Karl Edvin Öhrström (August 22, 1906 – December 2, 1994) was a Swedish sculptor and glass artist noted for the glass obelisk at Sergels torg, Stockholm.

==Biography==
Born in Burlöv, he grew up in Halmstad; his father worked for the railroad. He began to work as a railroad worker, then trained to become an art teacher at Tekniska skolan (current Konstfack) in Stockholm from 1925 to 1928, and studied at the sculptural department at the Royal University College of Fine Arts in Stockholm from 1928 to 1931, with Carl Milles and Nils Sjögren as teachers.
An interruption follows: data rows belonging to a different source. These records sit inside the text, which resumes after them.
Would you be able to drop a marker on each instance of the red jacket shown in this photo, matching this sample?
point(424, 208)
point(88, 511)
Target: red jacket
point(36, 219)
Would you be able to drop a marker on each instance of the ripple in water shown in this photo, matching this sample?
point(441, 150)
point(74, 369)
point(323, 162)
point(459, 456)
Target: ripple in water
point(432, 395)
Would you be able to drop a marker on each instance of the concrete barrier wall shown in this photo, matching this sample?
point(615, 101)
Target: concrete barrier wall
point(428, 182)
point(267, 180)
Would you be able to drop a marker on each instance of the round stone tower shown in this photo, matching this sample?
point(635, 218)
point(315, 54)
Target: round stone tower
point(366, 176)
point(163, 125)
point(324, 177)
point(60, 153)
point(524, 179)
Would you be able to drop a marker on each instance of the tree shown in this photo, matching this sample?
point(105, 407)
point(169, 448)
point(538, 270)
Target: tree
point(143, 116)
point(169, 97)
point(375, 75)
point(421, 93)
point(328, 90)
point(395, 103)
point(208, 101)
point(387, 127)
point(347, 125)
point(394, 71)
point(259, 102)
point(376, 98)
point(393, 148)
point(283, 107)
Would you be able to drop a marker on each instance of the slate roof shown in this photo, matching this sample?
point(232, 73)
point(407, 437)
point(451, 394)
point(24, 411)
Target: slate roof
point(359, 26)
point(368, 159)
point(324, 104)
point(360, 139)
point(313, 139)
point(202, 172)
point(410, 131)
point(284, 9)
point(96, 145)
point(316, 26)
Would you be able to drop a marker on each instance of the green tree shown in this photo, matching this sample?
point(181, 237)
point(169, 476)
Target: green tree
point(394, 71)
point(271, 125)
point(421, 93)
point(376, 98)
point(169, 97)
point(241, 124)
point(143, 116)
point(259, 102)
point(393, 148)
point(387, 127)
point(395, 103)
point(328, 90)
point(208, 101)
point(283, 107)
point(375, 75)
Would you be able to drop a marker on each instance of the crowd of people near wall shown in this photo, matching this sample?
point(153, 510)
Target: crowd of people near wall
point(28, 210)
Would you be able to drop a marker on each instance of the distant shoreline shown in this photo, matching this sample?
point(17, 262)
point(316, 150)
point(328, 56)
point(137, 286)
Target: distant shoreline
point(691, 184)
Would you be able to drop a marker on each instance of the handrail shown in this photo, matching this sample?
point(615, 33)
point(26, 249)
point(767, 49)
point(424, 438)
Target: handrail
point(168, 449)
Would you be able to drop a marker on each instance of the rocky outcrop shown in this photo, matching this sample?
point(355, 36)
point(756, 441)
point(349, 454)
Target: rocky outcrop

From 1932 to 1957, he worked two months per year at Orrefors Glasbruk in Orrefors.

He often used a technique, the ariel technique, which he had invented together with the master Gustaf Bergkvist and the artist Vicke Lindstrand. Later, he worked at Lindshammars Glasbruk, where he developed his sculptures with prisms of gemstone colors which play with light reflections and refractions in the glass.

Edvin Öhrstrom won a contest for the decoration of Sergels torg in Stockholm, with a 37.5 metres high steel construction with 80,000 glass prisms, lit from within. The 130 tonnes heavy glass pillar, Kristallvertikalaccent, is made from steel and covered with glass from Lindshammars Glasbruk and was inaugurated in 1974. The light source is four lamps inside the pillar. He was awarded the Prince Eugen Medal for sculpture in 1979.